教員をやりながら書いているのですが、身すぎ世すぎのため小説を書くなら教員をやって食っても同じではないかと思うのです。だから自分の体験から書くべきものだけを書きます。」(『朝日新聞』昭和39年/1964年6月15日「著者と一時間 林青梧氏 体験から歴史小説」より)

 自分の身に起こったそのままの出来事を書くわけではないでしょうけど、しかし「体験」を重要視する林さんの姿勢に、朝鮮で生まれ朝鮮で過ごし……という自分の来し方があったと思われるのは、さまざまな著作のまえがきやあとがきで、多く朝鮮から逃げ帰ったその経験に触れているからです。

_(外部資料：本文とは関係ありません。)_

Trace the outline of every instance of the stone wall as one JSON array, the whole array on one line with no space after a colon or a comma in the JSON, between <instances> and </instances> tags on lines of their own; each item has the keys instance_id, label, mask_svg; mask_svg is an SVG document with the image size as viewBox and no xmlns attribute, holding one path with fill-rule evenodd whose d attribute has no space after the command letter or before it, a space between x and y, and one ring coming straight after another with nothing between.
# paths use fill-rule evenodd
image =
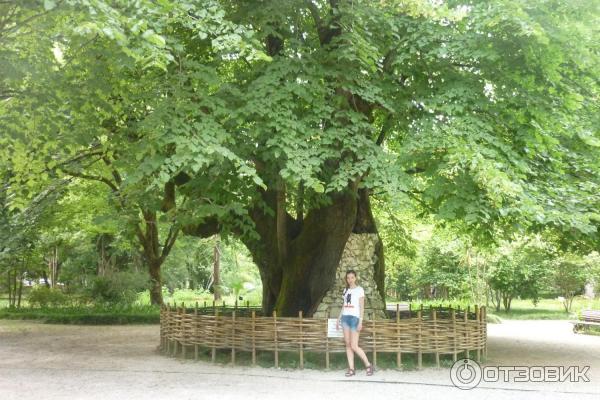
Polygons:
<instances>
[{"instance_id":1,"label":"stone wall","mask_svg":"<svg viewBox=\"0 0 600 400\"><path fill-rule=\"evenodd\" d=\"M377 290L377 284L373 278L373 266L377 262L375 247L379 237L376 233L351 233L346 247L342 253L340 264L337 267L336 278L333 287L327 292L323 301L313 314L315 318L325 318L329 311L330 318L337 318L342 308L342 292L346 287L346 271L356 271L356 284L365 290L365 312L364 318L376 319L386 318L384 309L385 301ZM371 316L369 315L371 314Z\"/></svg>"}]
</instances>

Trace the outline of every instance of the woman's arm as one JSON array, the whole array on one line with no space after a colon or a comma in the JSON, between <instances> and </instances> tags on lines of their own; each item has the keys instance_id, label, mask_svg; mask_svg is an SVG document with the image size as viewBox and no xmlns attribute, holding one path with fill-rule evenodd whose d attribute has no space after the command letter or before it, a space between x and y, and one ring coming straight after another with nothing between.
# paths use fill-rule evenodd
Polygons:
<instances>
[{"instance_id":1,"label":"woman's arm","mask_svg":"<svg viewBox=\"0 0 600 400\"><path fill-rule=\"evenodd\" d=\"M338 319L335 321L335 328L338 329L340 323L342 322L342 313L344 312L344 302L342 302L342 309L340 310L340 315L338 316Z\"/></svg>"}]
</instances>

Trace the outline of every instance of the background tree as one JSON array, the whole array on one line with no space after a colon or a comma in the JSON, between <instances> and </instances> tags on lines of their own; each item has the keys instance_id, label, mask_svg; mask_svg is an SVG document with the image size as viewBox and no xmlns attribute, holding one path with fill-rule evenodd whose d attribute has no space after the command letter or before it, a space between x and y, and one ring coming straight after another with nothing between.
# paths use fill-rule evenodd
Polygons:
<instances>
[{"instance_id":1,"label":"background tree","mask_svg":"<svg viewBox=\"0 0 600 400\"><path fill-rule=\"evenodd\" d=\"M536 304L546 288L552 249L538 238L506 243L491 263L488 284L496 310L510 311L514 298L532 299ZM537 240L536 240L537 239Z\"/></svg>"},{"instance_id":2,"label":"background tree","mask_svg":"<svg viewBox=\"0 0 600 400\"><path fill-rule=\"evenodd\" d=\"M566 312L571 311L575 295L583 292L584 285L592 275L590 265L585 260L574 254L561 254L552 263L552 283L563 298Z\"/></svg>"}]
</instances>

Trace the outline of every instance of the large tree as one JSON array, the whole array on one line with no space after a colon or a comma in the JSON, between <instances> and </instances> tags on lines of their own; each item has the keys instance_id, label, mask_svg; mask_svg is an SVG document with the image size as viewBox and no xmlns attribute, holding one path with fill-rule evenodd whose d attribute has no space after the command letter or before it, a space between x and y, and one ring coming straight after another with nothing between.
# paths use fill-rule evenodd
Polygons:
<instances>
[{"instance_id":1,"label":"large tree","mask_svg":"<svg viewBox=\"0 0 600 400\"><path fill-rule=\"evenodd\" d=\"M219 132L199 135L199 125L210 121L195 121L193 115L200 100L194 81L210 77L211 68L200 61L188 68L180 59L177 68L168 69L173 55L157 33L172 32L173 52L185 47L189 35L215 30L223 43L214 48L237 49L241 45L231 38L236 27L222 21L217 6L210 1L0 4L6 11L0 20L7 56L0 89L7 99L3 159L14 170L7 183L11 206L25 208L41 188L65 177L105 185L143 254L153 304L163 302L161 267L182 224L214 218L221 208L238 204L223 194L227 189L220 194L224 205L214 204L214 189L203 184L219 175L227 179L217 166L236 160ZM185 158L175 154L177 145L186 148ZM162 168L166 162L171 164ZM181 175L194 173L198 186L179 190L173 168ZM187 193L193 193L193 209L185 208Z\"/></svg>"},{"instance_id":2,"label":"large tree","mask_svg":"<svg viewBox=\"0 0 600 400\"><path fill-rule=\"evenodd\" d=\"M70 149L40 161L21 148L42 170L108 180L157 260L169 248L161 213L167 238L237 235L264 311L311 315L349 236L377 234L374 195L488 237L530 221L595 229L588 207L553 206L562 193L540 178L558 179L570 149L597 140L585 99L597 93L598 10L587 3L133 4L61 2L46 31L64 59L27 81L35 95L11 101L20 124L7 126L35 121L26 143L46 156ZM77 29L61 31L74 10Z\"/></svg>"},{"instance_id":3,"label":"large tree","mask_svg":"<svg viewBox=\"0 0 600 400\"><path fill-rule=\"evenodd\" d=\"M258 237L245 238L265 311L315 311L350 233L377 232L375 188L488 237L544 219L593 232L589 208L553 206L583 192L561 198L539 176L559 180L570 149L590 147L583 90L597 84L590 74L598 64L586 47L594 18L586 13L597 10L521 1L225 3L271 57L232 64L215 93L231 104L223 124L236 133L236 154L267 186L248 194ZM578 29L577 20L587 23ZM383 294L381 254L373 268Z\"/></svg>"}]
</instances>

 体験をもとにして現代史を書く。体験をもとにして、もっと昔の歴史小説を書く。いいでしょう。これが進みに進んで結局、『「日本書記」の暗号 真相の古代史』(平成2年/1990年)とか『「日本」建国 真相の古代史 藤原不比等の野望』(平成5年/1993年)とか『阿倍仲麻呂の暗号』(平成9年/1997年)とか、そういう本を書くようになるのは、どの程度に林さんの体験が埋め込まれているのか、もはやよくわかりませんが、おそらく林さんのなかでは何をどのように書くか、執筆欲の源はずっと太くつながっていたんでしょう。少なくとも読んで面白い筋書きの小説を書こう、と志していたわけではなさそうです。作品が面白くないという理由で、ギリギリのところで直木賞を落選した、ということも、大した傷ではなかったと思います。